Growth solutions

We offer two ranges of growth solutions, Core and Select, each offering a choice of risk/reward profiles. They aim to make investing easier by providing a well-diversified portfolio in a single fund.

Advantages of a growth solution

These ready-made investment portfolios (13 in total) offer six different risk levels to choose from and aim to grow your savings over the long term. Available to all pension investors, they:

  • are a whole portfolio in one fund, making choosing and keeping track of your investments easier;
  • use the investment expertise of Morningstar, a global investment research company;
  • let you choose the balance between risk and long-term growth potential that you're comfortable with. Generally riskier investments offer better long-term growth potential, but are also more likely to fall in value;
  • are checked regularly to see if they're meeting their objectives - see our Funds Promise below.

Two portfolio types to choose from:

Core portfolio
Aims for market returns
Long-term risk management
Value option
Mainly passively
Select portfolio
Aims for outperformance
Long-term risk management
Premium option
Mainly actively

There's no guarantee the funds will meet their objectives. Their value may go down as well as up and investors may get back less than the amount invested.

Our Funds Promise

We regularly check insured funds, like those above, to see if they're meeting expectations. Find out more.

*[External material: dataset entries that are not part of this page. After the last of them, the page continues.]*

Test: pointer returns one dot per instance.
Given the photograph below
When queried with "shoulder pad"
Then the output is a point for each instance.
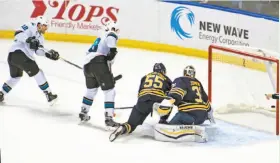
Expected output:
(113, 35)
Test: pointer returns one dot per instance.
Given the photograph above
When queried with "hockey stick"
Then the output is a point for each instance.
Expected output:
(128, 107)
(118, 77)
(70, 63)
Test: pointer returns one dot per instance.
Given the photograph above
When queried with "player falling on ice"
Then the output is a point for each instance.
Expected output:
(153, 89)
(188, 94)
(29, 40)
(97, 71)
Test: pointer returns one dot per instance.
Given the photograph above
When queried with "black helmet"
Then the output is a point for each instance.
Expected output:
(189, 71)
(159, 67)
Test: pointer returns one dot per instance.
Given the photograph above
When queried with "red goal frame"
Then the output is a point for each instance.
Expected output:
(210, 88)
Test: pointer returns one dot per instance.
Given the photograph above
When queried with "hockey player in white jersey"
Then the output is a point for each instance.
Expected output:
(97, 71)
(28, 41)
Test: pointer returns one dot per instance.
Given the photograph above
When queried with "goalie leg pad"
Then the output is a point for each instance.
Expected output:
(180, 133)
(188, 118)
(139, 113)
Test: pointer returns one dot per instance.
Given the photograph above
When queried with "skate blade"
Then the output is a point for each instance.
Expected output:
(110, 128)
(82, 122)
(53, 102)
(115, 134)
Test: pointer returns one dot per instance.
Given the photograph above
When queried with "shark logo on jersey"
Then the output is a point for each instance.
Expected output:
(178, 15)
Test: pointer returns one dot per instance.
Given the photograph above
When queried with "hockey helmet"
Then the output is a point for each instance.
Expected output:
(159, 67)
(42, 20)
(189, 71)
(112, 25)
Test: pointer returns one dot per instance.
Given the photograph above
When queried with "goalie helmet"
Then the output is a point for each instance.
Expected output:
(159, 67)
(189, 71)
(112, 26)
(41, 20)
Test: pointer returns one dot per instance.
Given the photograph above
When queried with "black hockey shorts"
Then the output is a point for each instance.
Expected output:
(19, 62)
(139, 113)
(97, 74)
(189, 118)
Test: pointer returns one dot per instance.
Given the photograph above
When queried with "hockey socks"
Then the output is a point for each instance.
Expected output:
(9, 84)
(42, 81)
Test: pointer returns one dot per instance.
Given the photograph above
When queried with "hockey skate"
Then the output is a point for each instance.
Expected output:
(1, 96)
(109, 122)
(84, 117)
(119, 131)
(51, 97)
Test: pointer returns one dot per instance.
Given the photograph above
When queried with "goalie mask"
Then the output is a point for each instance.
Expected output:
(189, 71)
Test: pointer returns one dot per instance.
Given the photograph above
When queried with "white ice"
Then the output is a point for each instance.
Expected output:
(33, 132)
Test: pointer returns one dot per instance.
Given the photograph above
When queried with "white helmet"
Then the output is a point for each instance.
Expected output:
(111, 24)
(42, 20)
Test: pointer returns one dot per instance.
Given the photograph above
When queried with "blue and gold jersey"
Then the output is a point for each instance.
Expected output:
(189, 94)
(154, 86)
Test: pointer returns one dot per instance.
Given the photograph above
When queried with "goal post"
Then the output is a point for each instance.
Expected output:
(254, 62)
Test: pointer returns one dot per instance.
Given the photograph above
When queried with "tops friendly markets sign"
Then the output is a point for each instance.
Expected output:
(75, 16)
(197, 27)
(165, 23)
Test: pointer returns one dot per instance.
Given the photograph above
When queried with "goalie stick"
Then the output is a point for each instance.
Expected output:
(127, 107)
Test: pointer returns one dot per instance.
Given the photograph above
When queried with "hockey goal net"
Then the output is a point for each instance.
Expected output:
(238, 79)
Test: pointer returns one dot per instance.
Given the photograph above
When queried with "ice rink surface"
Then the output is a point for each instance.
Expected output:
(33, 132)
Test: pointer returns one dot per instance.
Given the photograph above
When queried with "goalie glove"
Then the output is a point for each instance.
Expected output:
(33, 43)
(210, 116)
(52, 54)
(165, 107)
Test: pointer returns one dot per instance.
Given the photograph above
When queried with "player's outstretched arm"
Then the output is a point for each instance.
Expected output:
(273, 96)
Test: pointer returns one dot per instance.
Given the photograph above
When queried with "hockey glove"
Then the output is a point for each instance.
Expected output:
(210, 116)
(33, 43)
(165, 107)
(111, 55)
(52, 54)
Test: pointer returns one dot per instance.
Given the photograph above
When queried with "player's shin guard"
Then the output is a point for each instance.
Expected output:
(88, 99)
(109, 103)
(44, 86)
(42, 81)
(109, 106)
(121, 130)
(87, 103)
(9, 84)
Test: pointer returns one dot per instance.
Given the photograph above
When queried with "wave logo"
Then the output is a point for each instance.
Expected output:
(179, 14)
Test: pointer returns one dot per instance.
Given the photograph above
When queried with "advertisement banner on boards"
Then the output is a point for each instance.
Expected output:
(198, 27)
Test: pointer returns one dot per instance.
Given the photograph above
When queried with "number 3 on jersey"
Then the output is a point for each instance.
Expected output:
(24, 27)
(153, 81)
(197, 91)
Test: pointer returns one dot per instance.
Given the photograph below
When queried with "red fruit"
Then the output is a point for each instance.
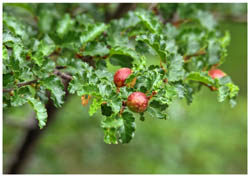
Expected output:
(216, 73)
(120, 77)
(137, 102)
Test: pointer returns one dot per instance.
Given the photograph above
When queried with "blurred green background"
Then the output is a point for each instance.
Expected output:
(204, 137)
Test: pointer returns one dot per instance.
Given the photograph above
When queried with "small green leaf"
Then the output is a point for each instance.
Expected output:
(175, 69)
(127, 129)
(54, 84)
(92, 31)
(95, 49)
(200, 77)
(41, 113)
(95, 105)
(20, 96)
(64, 25)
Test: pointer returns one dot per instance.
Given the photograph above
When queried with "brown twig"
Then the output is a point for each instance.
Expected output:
(21, 85)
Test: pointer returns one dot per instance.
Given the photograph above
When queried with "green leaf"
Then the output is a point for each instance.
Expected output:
(95, 49)
(149, 20)
(64, 25)
(45, 21)
(113, 121)
(213, 52)
(206, 19)
(175, 68)
(229, 91)
(121, 60)
(110, 135)
(158, 43)
(127, 129)
(5, 53)
(14, 26)
(92, 31)
(8, 37)
(95, 105)
(200, 77)
(54, 85)
(124, 51)
(20, 96)
(157, 110)
(156, 114)
(41, 113)
(106, 110)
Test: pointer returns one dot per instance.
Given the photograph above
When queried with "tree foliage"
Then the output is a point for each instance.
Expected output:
(185, 38)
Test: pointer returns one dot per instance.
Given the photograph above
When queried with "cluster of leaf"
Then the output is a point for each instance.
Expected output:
(187, 48)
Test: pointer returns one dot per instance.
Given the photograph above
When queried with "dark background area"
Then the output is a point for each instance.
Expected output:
(204, 137)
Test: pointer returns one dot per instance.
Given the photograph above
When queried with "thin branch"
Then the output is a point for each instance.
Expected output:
(200, 52)
(122, 9)
(21, 85)
(56, 72)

*Passively managed funds aim to closely match the performance of the markets they invest in. So, for example, a fund investing in the UK stockmarket might aim to match the performance of the FTSE All Share by investing in the same companies as the FTSE All Share and in the same proportions. Because there are no active decisions involved, passive funds are usually cheaper than active funds.

**Actively managed funds aim to beat the performance of a particular benchmark So, for instance, an active manager investing in the UK stockmarket might aim to outperform the FTSE All Share by choosing to invest in companies that they think will perform better than average and avoiding those they don't think will do so well. You may have to pay more for this type of fund as there's greater skill involved, although there's no guarantee they will out perform.